Wednesday, Nov. 16, 1960
An Old Combination
Happy days, as Franklin Roosevelt's theme song went, were here again. And they got here again in a way that F.D.R. could well have appreciated: a Democratic candidate, partly by force of personality, partly by piecing back together the power blocs that had been shattered by Republican Dwight Eisenhower, was the U.S.'s President-elect.
Democrat Jack Kennedy won by 1) rolling up huge pluralities in the big cities of the states that counted most, and 2) by holding on to most of the restive but still Democratic South.
Big-City Trend. One by one, the U.S.'s major cities gave Kennedy votes enough to assure victory in key states. Time after time, Richard Nixon inched back in nonmetropolitan areas--but rarely by enough. By pre-election estimates, Philadelphia had to go to Kennedy by at least 200,000 for him to win in Pennsylvania; the city went by 326,000. Although Nixon won 52 of Pennsylvania's 67 counties, the state went down the drain for the Republicans. Kennedy carried New York City with 63% of the vote, far more than enough to take New York State's 45 electoral votes. Nixon ran well in outstate Michigan--but Kennedy grabbed a big lead in Detroit and held on. It was Los Angeles--always considered Nixon's stronghold--that gave Kennedy California.
In states where the metropolitan trend was either slowed or reversed, the results proved how much Kennedy depended on the city vote. New Jersey had been figured as a landslide for Kennedy--largely on the basis of a pre-election estimate of at least a 100,000 Kennedy plurality in Jersey City. But the Hudson County machine fell down on the job--and Kennedy had the scare of his life. Again, Ohio was figured as a Kennedy cinch--but Cleveland fell short of its expected Democratic plurality, and the state went to Nixon.
What happened in the cities to give Kennedy his vast advantage? In many ways it was a reversion to voting habits temporarily obliterated by the personal popularity of Dwight Eisenhower. As in Roosevelt's day, ethnic, racial and religious minorities once again voted heavily Democratic. It was also in the cities that Kennedy's personality caught on most decisively. There were strong indications that Eisenhower, had he started campaigning three weeks before Election Day, might have stemmed the tide: his Cleveland appearance was almost certainly a major factor in saving Ohio for Nixon.
Southern Help. Just as Kennedy won where he had to win in the big industrial states, so he won where he had to win in the South and Southwest. As expected, he lost Florida, Virginia and Oklahoma; in races figured beforehand as tossups, he also lost Kentucky and Tennessee. But, despite the win of an independent electors' ticket in Mississippi, he handily carried Texas and South Carolina, which had been predicted for Nixon. During the campaign, many observers had thought--and said--that Republican Henry Cabot Lodge was a positive asset to his ticket while Democrat Lyndon B. Johnson was a drag on his. Nixon repeatedly stressed Lodge's presence; Kennedy often acted as though he had never heard of Johnson. Yet in the final votes there were few signs that Lodge had helped the Republicans in any specific way--and there was plenty of evidence that Johnson had helped the Democrats overcome otherwise compelling difficulties in the South.

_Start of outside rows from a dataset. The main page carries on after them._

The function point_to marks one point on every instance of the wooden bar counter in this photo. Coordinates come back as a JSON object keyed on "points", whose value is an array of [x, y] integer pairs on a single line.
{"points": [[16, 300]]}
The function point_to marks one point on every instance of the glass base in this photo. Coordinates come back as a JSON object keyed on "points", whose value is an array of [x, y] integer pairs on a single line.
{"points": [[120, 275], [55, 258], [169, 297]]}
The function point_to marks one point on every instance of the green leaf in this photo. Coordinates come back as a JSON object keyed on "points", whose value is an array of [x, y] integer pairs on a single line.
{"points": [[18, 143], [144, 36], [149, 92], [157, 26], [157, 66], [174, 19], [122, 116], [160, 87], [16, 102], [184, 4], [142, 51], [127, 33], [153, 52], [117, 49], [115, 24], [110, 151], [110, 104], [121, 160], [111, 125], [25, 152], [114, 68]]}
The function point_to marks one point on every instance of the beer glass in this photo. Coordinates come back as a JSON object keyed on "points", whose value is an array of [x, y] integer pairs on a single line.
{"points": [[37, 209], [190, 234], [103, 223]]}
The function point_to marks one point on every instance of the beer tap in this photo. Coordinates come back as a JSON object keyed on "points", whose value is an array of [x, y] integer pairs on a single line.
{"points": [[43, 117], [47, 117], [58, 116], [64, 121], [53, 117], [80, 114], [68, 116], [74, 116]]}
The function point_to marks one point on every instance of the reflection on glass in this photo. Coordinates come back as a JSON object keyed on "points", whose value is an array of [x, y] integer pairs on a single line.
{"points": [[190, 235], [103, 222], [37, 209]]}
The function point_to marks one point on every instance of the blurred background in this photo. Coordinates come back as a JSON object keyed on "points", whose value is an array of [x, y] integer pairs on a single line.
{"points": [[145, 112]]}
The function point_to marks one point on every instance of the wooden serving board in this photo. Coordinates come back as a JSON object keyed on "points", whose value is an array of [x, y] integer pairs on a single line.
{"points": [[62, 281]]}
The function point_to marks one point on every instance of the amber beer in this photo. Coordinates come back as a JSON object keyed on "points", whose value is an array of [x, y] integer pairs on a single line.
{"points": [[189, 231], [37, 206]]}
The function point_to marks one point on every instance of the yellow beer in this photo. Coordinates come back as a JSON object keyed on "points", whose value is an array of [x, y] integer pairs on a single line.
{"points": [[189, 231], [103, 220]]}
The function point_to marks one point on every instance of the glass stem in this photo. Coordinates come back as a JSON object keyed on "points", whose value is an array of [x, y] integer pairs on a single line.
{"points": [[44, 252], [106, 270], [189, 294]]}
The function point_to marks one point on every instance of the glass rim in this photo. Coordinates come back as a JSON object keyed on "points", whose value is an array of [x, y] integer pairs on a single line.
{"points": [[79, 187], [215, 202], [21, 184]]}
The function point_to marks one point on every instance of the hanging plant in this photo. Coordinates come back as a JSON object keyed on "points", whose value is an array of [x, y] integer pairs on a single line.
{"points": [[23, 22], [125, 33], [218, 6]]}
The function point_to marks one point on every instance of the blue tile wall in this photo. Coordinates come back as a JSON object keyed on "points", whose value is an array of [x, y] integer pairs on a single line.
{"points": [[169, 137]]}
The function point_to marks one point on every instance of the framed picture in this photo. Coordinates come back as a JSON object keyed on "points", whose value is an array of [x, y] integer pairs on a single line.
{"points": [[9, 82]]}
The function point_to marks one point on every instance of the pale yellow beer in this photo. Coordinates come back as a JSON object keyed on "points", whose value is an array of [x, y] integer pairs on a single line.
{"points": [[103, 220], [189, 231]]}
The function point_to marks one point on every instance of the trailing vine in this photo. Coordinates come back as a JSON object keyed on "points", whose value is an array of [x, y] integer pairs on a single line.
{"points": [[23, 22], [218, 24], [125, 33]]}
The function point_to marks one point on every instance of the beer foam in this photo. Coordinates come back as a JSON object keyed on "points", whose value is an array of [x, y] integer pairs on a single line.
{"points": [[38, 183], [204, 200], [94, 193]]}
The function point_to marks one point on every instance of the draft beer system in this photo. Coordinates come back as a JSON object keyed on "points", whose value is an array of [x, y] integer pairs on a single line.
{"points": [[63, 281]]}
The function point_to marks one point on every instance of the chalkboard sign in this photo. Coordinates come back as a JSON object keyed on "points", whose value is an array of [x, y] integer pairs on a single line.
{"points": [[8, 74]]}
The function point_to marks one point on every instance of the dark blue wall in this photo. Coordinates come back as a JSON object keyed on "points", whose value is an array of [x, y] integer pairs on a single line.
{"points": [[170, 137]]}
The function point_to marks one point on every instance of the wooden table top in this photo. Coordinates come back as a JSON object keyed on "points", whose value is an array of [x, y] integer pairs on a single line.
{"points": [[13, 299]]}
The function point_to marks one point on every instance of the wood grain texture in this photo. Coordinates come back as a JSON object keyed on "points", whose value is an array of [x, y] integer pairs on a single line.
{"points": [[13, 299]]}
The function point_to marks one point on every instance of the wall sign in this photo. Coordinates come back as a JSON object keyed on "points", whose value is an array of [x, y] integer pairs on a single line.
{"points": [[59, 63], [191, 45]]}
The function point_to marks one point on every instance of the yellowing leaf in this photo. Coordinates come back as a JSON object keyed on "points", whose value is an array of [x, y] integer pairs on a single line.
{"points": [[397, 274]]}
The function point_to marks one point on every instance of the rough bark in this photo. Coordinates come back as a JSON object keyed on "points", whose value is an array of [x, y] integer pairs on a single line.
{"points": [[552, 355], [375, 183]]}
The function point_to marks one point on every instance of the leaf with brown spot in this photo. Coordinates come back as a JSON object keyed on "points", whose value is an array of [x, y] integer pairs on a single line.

The farm states of the Midwest and beyond reverted to Republican type--almost as though Ezra Taft Benson had never existed. In Kansas and Iowa, Nixon not only won but carried along Republican state candidates to victories over favored Democrats. In the Far West Nixon also did nicely--except in crucial California.
How Much Religion? In Election Year 1960, the great imponderable was the issue of religion. For months to come, the pundits and statisticians will still be analyzing the effects of that issue. But in its general outlines, the answer was clear. Democrat Kennedy's Catholicism was certainly a factor in his favor in the big cities, where Catholics are most heavily concentrated, though the Catholic vote was not so monolithic as the Kennedys had hoped; e.g., in Wisconsin's traditionally Republican but heavily Catholic Fox River Valley, the tendency was more toward party than faith. At the same time, an anti-Catholic vote may well have been decisive against Kennedy in such states as Kentucky, Tennessee, Oklahoma and Oregon. But in many Protestant areas--both North and South--Kennedy's Catholicism seems not to have worked against him. Kennedy, as New York Timesman James Reston aptly put it, "appealed to the loyalty of the Catholics and the conscience of the Protestants."
Pointing to the future, the victory of Jack Kennedy taught some campaign lessons that should not be forgotten. After the national conventions, he was generally considered to be trailing. But in his campaign he began aggressively, continued aggressively and finished aggressively. It was this that gave him the edge in the four television debates against Nixon. Republican Nixon had planned his campaign too carefully, with the aim of building up toward a last-minute surge. In the final week of the campaign Nixon almost certainly closed the gap between himself and Kennedy--but it was too late with too little.